Когда заехали на мост Три Семёрки, Енисей свинцово темнел сквозь столбы пара. Столбы были частыми, и казалось, курится дымами подводная деревня. Ветер чуть склонял пар, и он вился спиральными клочьями. Жёлто сияя противотуманками, пронеслась навстречу лимонная с синим воровайка «фусо-файтер» с транзитными номерами, в её кузове стояла литая «хонда-сабер», а сзади на сцепке болтался «фунтик» с фанерной мордой. Енисей глядел сквозь белые клочья, то и дело скрываясь. Ни гор, ни берега не было видно.
– За мостом меня высади… – сказал Женя.
– Э-э-э! Да ты чо удумал!
– Да не бойся ты, я не топиться…
– Точно? Смотри у меня…
– Да точно. Всё кимастa [5]…
– Чево?
– Кимаста – это «хорошо» по-японски.
Женя шёл по мосту к Енисею.
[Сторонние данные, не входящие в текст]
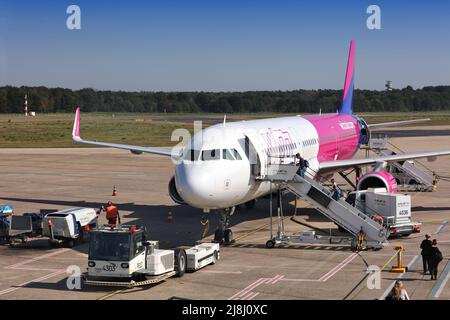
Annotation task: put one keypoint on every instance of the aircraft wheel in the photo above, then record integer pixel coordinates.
(228, 236)
(250, 204)
(270, 244)
(218, 236)
(215, 257)
(180, 262)
(70, 243)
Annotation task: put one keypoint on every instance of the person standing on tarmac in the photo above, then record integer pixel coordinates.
(434, 259)
(112, 213)
(398, 292)
(426, 250)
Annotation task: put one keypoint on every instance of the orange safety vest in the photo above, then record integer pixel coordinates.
(111, 212)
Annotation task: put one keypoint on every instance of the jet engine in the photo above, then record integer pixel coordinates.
(173, 192)
(380, 179)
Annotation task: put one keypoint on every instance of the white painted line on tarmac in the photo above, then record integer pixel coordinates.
(36, 258)
(338, 268)
(442, 281)
(251, 296)
(11, 289)
(441, 227)
(400, 276)
(248, 288)
(223, 272)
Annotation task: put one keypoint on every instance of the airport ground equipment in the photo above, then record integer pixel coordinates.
(410, 175)
(69, 226)
(123, 257)
(201, 255)
(19, 229)
(393, 210)
(6, 209)
(366, 232)
(399, 268)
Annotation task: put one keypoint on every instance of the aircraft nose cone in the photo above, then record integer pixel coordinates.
(195, 185)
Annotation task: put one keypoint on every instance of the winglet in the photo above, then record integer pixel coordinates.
(76, 126)
(347, 99)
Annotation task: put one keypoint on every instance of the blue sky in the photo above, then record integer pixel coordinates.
(222, 45)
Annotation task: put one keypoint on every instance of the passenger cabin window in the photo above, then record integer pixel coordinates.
(191, 155)
(211, 154)
(227, 154)
(236, 154)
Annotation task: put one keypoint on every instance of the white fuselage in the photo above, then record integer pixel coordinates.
(220, 181)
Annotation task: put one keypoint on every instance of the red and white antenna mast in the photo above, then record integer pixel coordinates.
(26, 105)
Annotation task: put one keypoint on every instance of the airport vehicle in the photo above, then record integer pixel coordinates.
(392, 209)
(69, 226)
(226, 164)
(66, 227)
(122, 256)
(6, 209)
(18, 229)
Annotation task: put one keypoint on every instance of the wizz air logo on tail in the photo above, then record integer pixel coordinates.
(347, 125)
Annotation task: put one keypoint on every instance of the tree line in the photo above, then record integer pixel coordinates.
(50, 100)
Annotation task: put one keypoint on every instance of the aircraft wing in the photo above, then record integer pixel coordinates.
(338, 165)
(134, 149)
(396, 123)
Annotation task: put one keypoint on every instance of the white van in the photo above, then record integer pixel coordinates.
(69, 225)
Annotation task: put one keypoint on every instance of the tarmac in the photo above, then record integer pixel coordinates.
(34, 179)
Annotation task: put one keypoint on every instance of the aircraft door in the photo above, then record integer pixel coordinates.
(254, 151)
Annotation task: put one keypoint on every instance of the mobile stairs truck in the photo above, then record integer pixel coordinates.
(366, 232)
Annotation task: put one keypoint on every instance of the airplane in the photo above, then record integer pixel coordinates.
(218, 168)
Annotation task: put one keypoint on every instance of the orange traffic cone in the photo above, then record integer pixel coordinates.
(114, 191)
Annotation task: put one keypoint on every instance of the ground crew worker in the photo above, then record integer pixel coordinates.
(434, 259)
(336, 191)
(426, 250)
(398, 292)
(112, 213)
(378, 219)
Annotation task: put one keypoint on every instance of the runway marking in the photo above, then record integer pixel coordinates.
(21, 266)
(248, 289)
(247, 293)
(256, 230)
(339, 267)
(442, 281)
(224, 272)
(400, 276)
(441, 227)
(51, 275)
(109, 295)
(36, 259)
(251, 296)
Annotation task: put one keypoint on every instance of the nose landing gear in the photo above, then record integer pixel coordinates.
(223, 234)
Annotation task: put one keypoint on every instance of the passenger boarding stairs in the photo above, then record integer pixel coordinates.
(405, 172)
(338, 211)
И хотя был не сильным уклон, казалось, в великую гору идёт путь и с каждом шагом труднее дается. Машины жёстко обдавали морозным ветром. Гарь, ледяная крошка, земля, перетёртая в пыль, казались особенно режущими на холоде, и колёса железно грохотали по сухому асфальту. Енисей виднелся сквозь пар, и Женя боялся, что он или совсем скроется, или вдруг ветер проснётся и взроет его до черноты. И шёл, не зная, что ждёт его, и в одно мгновение остановился от тревоги, но пересилил себя и двинулся дальше. До середины моста оставалось несколько шагов.
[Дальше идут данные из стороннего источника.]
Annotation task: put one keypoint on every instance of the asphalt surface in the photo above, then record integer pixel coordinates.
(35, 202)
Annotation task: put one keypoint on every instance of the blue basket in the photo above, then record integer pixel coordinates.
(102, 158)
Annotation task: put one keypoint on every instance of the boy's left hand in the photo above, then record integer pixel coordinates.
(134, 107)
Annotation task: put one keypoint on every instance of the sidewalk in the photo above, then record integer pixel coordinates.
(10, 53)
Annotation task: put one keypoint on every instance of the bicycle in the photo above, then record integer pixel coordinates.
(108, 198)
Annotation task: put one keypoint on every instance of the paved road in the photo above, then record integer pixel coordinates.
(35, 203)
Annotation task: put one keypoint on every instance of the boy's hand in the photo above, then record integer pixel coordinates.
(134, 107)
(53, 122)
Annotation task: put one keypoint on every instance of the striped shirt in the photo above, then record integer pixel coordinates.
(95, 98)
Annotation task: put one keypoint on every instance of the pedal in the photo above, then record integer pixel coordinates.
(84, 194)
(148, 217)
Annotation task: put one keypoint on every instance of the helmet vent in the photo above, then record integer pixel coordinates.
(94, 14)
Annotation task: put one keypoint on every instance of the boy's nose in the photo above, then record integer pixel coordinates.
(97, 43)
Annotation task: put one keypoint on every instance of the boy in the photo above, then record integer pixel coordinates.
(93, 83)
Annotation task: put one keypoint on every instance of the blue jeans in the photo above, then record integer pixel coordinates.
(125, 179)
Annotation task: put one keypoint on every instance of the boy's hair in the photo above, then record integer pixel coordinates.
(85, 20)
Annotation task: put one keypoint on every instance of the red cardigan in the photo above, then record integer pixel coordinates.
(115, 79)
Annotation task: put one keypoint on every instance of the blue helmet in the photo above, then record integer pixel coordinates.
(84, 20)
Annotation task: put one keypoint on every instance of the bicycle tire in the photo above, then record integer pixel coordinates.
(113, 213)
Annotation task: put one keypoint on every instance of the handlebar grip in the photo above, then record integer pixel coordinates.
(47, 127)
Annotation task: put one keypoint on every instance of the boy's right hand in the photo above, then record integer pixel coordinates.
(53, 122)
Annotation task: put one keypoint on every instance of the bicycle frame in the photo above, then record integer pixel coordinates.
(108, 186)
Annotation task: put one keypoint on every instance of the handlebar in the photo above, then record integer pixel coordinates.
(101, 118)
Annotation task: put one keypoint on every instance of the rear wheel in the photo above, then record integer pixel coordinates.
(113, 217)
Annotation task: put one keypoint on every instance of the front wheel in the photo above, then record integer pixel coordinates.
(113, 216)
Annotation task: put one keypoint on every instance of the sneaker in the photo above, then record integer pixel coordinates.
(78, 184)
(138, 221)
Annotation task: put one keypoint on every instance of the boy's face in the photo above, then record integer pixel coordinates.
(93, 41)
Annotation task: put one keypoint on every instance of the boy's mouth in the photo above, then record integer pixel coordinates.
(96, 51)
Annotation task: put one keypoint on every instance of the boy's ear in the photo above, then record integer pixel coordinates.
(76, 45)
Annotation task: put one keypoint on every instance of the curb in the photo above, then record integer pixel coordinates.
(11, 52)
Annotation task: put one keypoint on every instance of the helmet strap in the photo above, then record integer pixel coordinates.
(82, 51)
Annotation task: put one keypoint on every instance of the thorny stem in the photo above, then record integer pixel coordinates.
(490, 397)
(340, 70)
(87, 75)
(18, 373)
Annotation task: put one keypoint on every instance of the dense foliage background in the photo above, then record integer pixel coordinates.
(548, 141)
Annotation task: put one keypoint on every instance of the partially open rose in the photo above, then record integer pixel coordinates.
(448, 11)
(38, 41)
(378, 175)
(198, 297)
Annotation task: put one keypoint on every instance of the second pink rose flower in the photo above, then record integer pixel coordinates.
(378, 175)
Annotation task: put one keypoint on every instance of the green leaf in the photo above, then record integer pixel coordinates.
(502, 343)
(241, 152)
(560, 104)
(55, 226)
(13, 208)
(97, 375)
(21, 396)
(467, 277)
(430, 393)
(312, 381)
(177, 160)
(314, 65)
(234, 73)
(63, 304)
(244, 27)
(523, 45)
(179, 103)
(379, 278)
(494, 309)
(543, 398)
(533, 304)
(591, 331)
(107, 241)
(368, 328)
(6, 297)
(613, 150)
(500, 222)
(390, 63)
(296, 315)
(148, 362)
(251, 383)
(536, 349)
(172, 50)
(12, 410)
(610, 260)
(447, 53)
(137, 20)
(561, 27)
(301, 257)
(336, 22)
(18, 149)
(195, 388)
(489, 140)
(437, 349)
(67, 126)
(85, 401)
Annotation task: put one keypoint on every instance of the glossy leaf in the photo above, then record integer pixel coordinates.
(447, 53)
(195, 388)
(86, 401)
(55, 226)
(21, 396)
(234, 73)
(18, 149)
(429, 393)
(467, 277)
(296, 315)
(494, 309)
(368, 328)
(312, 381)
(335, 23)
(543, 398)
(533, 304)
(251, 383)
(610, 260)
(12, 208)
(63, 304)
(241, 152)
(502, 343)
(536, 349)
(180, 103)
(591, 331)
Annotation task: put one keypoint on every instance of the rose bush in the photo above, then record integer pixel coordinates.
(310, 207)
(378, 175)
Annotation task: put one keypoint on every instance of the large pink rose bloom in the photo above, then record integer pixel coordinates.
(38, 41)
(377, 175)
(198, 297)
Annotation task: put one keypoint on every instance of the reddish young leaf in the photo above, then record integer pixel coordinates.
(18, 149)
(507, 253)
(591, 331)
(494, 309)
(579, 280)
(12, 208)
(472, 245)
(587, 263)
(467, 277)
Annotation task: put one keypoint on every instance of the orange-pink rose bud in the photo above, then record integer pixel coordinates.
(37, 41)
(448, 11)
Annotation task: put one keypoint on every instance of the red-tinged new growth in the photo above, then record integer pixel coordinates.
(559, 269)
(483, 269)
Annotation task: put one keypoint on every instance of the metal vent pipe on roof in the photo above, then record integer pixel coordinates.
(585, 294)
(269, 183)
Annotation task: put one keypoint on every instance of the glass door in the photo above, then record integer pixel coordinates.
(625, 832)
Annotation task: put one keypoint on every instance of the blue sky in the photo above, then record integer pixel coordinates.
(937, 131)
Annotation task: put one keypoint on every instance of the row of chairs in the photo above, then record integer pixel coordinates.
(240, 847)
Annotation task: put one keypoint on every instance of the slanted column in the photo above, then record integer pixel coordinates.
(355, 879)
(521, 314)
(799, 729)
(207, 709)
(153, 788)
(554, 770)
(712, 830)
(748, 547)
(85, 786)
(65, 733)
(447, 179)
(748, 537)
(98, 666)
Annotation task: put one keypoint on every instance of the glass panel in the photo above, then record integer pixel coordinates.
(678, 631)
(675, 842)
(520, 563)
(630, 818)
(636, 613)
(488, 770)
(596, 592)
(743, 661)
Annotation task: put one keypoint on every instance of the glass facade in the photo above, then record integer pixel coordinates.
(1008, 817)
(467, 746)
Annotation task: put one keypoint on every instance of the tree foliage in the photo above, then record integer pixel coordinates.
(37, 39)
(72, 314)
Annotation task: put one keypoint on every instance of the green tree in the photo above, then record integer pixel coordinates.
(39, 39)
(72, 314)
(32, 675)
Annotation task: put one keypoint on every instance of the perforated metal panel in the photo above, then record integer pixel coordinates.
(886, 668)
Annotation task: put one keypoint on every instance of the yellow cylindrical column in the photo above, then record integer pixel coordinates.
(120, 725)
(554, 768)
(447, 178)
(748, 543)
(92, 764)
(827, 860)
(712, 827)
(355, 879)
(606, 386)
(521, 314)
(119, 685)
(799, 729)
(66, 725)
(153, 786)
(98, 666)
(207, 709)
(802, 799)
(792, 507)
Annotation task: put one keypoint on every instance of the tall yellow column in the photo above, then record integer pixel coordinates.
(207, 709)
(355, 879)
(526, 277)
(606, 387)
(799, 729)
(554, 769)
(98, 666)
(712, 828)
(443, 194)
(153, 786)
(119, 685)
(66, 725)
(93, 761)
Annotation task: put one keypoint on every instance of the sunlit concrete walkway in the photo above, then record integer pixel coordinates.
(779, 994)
Трудно жить, когда и чувствуешь путь, а он то в пару, то в тумане, и лишь изредка перельётся вдали серебро, и не знаешь, был ли свет или почудился… и снова на ощупь, а сил-то не так много, как до дела дошло, и сомнения одолевают, и дыхание сбилось, но вот углядел провал в ветру и сделал ещё шаг, и спала пелена… и ужасом окатило – а если не шагнул, не пробился бы, дрогнул?
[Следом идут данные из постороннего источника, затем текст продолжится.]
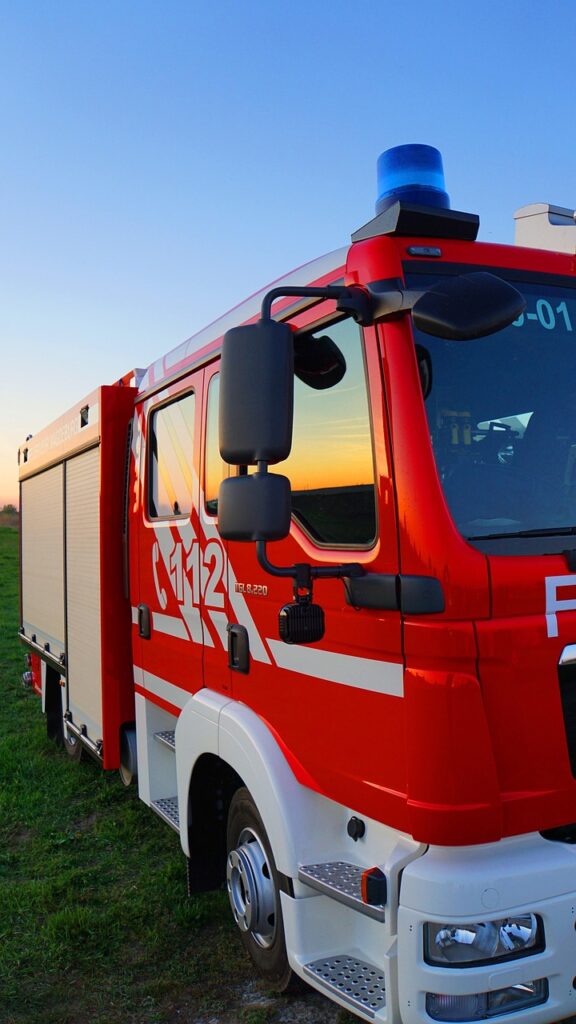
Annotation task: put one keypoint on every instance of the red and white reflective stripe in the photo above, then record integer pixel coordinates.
(364, 673)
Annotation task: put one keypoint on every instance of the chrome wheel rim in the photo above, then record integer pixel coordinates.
(250, 889)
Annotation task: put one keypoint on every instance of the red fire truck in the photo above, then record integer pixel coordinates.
(348, 684)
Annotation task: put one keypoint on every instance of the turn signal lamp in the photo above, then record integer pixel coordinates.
(412, 173)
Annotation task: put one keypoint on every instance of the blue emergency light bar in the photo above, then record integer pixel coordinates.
(413, 174)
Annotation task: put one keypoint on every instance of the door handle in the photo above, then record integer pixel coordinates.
(144, 622)
(238, 647)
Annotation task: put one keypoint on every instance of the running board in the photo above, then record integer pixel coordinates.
(166, 737)
(358, 983)
(167, 809)
(341, 882)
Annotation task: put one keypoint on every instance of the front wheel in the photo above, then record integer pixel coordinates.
(254, 894)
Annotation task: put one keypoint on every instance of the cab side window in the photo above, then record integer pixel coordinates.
(170, 456)
(214, 468)
(331, 466)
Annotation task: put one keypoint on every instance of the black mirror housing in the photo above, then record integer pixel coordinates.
(256, 393)
(469, 306)
(255, 507)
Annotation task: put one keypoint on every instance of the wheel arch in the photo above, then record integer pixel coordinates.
(221, 744)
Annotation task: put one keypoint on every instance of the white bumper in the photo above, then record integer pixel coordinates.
(471, 884)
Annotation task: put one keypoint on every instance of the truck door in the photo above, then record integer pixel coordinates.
(167, 615)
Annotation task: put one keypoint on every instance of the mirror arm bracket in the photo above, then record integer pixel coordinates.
(302, 573)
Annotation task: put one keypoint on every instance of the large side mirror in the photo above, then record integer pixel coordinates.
(468, 306)
(256, 393)
(254, 507)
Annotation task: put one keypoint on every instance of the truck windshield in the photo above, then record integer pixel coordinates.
(501, 413)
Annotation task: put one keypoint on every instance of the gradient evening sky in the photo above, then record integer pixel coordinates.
(161, 159)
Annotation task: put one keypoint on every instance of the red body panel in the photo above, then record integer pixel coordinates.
(440, 762)
(118, 694)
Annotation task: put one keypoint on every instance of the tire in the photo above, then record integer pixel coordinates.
(128, 757)
(254, 893)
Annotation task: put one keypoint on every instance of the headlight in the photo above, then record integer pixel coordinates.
(481, 941)
(484, 1005)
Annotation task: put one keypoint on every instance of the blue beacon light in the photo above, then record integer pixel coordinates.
(412, 173)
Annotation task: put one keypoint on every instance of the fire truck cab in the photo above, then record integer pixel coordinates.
(347, 684)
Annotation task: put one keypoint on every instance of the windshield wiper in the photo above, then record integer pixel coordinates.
(559, 531)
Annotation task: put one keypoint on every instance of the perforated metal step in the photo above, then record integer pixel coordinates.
(342, 882)
(167, 809)
(361, 984)
(166, 737)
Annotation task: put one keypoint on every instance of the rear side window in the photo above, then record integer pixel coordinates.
(170, 454)
(215, 468)
(331, 466)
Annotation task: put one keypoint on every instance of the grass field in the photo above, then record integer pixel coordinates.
(94, 921)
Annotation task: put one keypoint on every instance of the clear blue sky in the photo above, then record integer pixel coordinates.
(160, 161)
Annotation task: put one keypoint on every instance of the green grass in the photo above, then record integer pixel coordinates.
(95, 924)
(94, 921)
Так и шёл Женя в морозном ветру, сутулясь и ёжась и почти не понимая, что происходит и кто он такой. Но так полны были страданием его глаза и так пробирало холодом, что расступились столбы пара, и солнце вышло и отлилось в свинце, и свинец стал оловом, а олово серебром и бледным декабрьским золотом. И машины замолкли, и городской шум отлёг, и заводы приспустили дымы свои, когда на мосту через Енисей пересеклись две дороги – с Востока на Запад и с Юга на Север, и на их перекрестье остановился и замер человек, считавший, что всё знает о берегах.